Updated at 6 p.m.

The City of Boston did not break its contract with the Boston Teachers Union when it required in-person teaching for special needs students citywide as COVID-19 rates rose, a Suffolk Superior Court judge ruled Wednesday.

Judge Robert B. Gordon said although the union’s contract included language allowing teachers to work remotely when the citywide infection rate surpassed 4 percent, the contract also gave the Boston Public Health Commission the authority to determine whether schools were safe for teachers.

“The court is acutely cognizant of the health risks posed by the pandemic,” Gordon wrote, “but it cannot agree with the contention posed by the BTU that a COVID-19 positivity rate of 4 percent represents some kind of stipulated acknowledgement by the parties that on-site learning is per se unsafe.”

The union’s contention also threatened to substantially disrupt the operations of the Boston Public Schools, the ruling said, by “forcing high need and routine-dependent students who have been receiving services at school [to] be abruptly returned home.”

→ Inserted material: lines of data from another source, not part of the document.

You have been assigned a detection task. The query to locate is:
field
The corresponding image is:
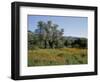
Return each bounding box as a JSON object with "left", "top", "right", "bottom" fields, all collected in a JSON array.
[{"left": 28, "top": 48, "right": 88, "bottom": 66}]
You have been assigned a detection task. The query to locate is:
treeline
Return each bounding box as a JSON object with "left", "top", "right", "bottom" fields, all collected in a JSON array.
[{"left": 28, "top": 21, "right": 87, "bottom": 49}]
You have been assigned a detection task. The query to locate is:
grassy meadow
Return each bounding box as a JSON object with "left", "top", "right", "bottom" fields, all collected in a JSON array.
[{"left": 28, "top": 48, "right": 88, "bottom": 66}]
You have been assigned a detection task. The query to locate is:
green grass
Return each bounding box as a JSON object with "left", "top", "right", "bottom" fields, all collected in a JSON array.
[{"left": 28, "top": 48, "right": 87, "bottom": 66}]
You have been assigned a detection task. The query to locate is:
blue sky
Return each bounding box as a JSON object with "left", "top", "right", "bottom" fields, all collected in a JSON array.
[{"left": 28, "top": 15, "right": 88, "bottom": 37}]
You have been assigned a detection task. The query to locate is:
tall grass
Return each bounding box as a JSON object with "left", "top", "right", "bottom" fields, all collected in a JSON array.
[{"left": 28, "top": 48, "right": 88, "bottom": 66}]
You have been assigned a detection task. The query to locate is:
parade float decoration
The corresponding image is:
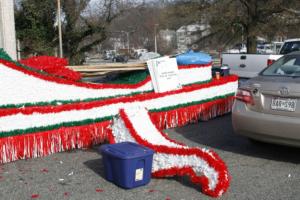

The 21-page ruling also noted other factors that reduced the risk to teachers. It said the number of special needs students attending Boston schools on any given day is about 1,300, or half the overall special needs population slated to be in schools, because they are on a hybrid, two-day a week in-person schedule. That means on average, about nine students are inside Boston school buildings daily.

Tensions between the union, Mayor Marty Walsh and Superintendent Brenda Cassellius flared last week when the Boston Teachers Union sued the city last week to block Boston Public Schools from reopening in-person and requiring educators to return to classrooms.

Gordon said at Wednesday’s hearing that the teachers' contract offered conflicting language, allowing teachers to work remotely if rates rose over 4 percent, but in the next sentence, stipulating that if the Boston Public Health Commission determines that a school can reopen, "BTU bargaining unit members will be expected to return to BPS buildings."

“There’s what the teachers say is the irreparable harm caused by COVID-19 and the exposure to a heightened risk of virus transmittal,” Gordon said, “versus the school’s vision of irreparable harm, which is kids being thrown into a muddle, these learners being ping-ponged around between their schools and their homes and for whatever period of time forced to “learn from home” when everyone understands, including the union here, that for most of those kids in-home learning will mean no learning at all.”

Gordon said he had also received a statement from a group of Boston parents of special needs students who expressed their desire for their children to remain in school.

Just before the hearing ended, a lawyer for the teachers’ union added another factor for the judge to consider: the Boston Public Health Department had just announced that the citywide virus rate rose to 4.4 percent.